I have lots to throw at you but I'm going to start out small and toward the end rather than the beginning! To set the scene, Fitz and Fool are near the market plaza beyond the Mountain Kingdom. Fitz has the completed crown in his hands and Fool is dead beside him...

"For a moment, my eyes lingered on the softened carvings of roosters' heads that ringed the crown....Tiny gems still winked in two of the carved eyes; the others were blank and empty."

We know that within the crown, there were five minstrels - a freckled girl/young woman, a bull-throated man, a toothless crone, a young man and a calm, husky-voiced woman. The gems can't represent them or else five gems would wink, wouldn't they, and not just two?

As an aside, the runes in the Aslevjal map tower which winked and "seemed to glow with an inner light...some bright, some dull" represented Skill-pillars.

So, what (or who Smiling !) do these gems represent? Why do only two wink and the rest do not? I have some thoughts...what are yours?!
I've thought about this a lot . . I think it's one of the most profound, intriguing mysteries in all of RotE!  The Rooster Crown.  This quote: "For a moment, my eyes lingered on the softened carvings of roosters' heads that ringed the crown....Tiny gems still winked in two of the carved eyes; the others were blank and empty."  Earlier it was only one that still seemed to wink, wasn't it?  Before the Fool died.  Because of this I feel that the two winking gems signifies the presence of the Fool in the crown via his blood . . blood, after all, remembers.  I do think the winking of the gems in a wizardwood crown does have a relation to the winking of the memory stones on the Aslevjal map.  It just has to mean something.  It's too huge a coincidence to not have a larger significance.  

Reincarnation . . yes.  I agree with Farseer that it does exist in this realm.  I've ordered the Legends II book now!  Wub  I'm mixed on whether or not Realder = Fitz and the female WP of yore = Fool, but the fact that she winked at him, and we know Fool recognised himself in this WP with the rooster crown . . she did know Fitz, I'm certain of it.  I don't think Fitz is Realder . . I don't believe that was Realder she was winking at . .


Quote:When Fool and Fitz were at the plaza, Fitz saw a girl walking with a crown of vine leaves on her head (AQ Chapter Twenty-Nine - The Rooster Crown): "A girl crowned with a twist of green vine came through the crowd, glancing back over her shoulder at someone.
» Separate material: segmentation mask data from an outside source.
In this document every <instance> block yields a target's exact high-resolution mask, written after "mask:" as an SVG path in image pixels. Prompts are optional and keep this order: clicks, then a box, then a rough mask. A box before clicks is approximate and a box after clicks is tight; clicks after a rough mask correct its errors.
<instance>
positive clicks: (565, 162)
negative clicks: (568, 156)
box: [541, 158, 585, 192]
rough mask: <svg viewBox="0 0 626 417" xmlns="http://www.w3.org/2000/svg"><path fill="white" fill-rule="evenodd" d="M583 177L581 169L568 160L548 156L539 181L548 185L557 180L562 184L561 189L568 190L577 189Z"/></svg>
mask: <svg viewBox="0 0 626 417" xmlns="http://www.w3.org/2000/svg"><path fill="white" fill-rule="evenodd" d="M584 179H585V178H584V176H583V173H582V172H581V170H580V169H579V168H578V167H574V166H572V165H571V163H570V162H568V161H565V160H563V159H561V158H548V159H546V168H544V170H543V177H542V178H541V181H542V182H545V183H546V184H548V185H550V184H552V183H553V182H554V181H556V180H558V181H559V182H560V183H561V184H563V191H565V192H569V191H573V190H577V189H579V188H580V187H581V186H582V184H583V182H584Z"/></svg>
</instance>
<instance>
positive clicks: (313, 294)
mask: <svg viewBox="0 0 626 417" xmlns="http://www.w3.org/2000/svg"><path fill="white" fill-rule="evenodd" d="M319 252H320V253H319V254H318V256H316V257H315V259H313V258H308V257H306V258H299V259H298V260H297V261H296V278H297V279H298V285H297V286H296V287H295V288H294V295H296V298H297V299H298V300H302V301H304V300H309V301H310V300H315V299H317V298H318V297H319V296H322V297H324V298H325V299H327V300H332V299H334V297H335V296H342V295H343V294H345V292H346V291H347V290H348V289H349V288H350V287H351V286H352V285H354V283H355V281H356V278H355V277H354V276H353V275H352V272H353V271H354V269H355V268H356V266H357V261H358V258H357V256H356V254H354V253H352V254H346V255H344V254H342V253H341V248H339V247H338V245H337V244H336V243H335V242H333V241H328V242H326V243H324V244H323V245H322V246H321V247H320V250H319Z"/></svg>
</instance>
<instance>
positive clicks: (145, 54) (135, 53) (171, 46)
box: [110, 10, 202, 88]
I swear she caught my eye and winked at me."

We don't really know how the memory stone really affects the WP.  There's something to the WP anatomy . . almost akin to dragons.  They shed, they are long-lived, they have special foresight not unlike the 'prophet' false eyes on Maulkin, the Fool could live for ages with the silver on his hand, WP's have glamour not unlike dragons . . there are way too many similarities here.  


Quote:Who was this woman? Why could she not only appear to see Fitz but be familiar enough with him to wink?
It was Beloved/Fool.  He/she could take on this former WP and I think could affect or change their actions at will, unlike humans and Elderlings (i.e. Thymara and Rapskal), who could not.  The wink was to let Fitz know it was Fool, like a little knowing gesture to let him know it's him/her and he should follow.  At this point in the story Fool is very much a teenager, like Fitz, and the familial gesture is so like him/her.  I must buy the Farseer trilogy (borrowed it from my co-worker when I read them) and I'd love to go back and compare/contrast with all the knowledge I have all having read nearly all of RotE trilogies.  I recall that Fool brazenly admitted his/her unabashed love for Fitz and kissed him at one point much to Fitz's confusion (that boy wouldn't know real love if it struck him as a bolt of lightening!).  But I digress . . 

I do think reincarnation is real in this realm and in the Fool's case, this was probably him/herself in a former life.  As for Fitz, again, I don't think this was himself as Realder.  That's not to say there wasn't 'someone else' there in the crowd, say, an Elderling . . perhaps the Elderling known as Farseer if such a person existed, and I think they did, probably one of those adept in the skill of 'healing' as we find out in RWC that it was one of the lost skills of the ancient race.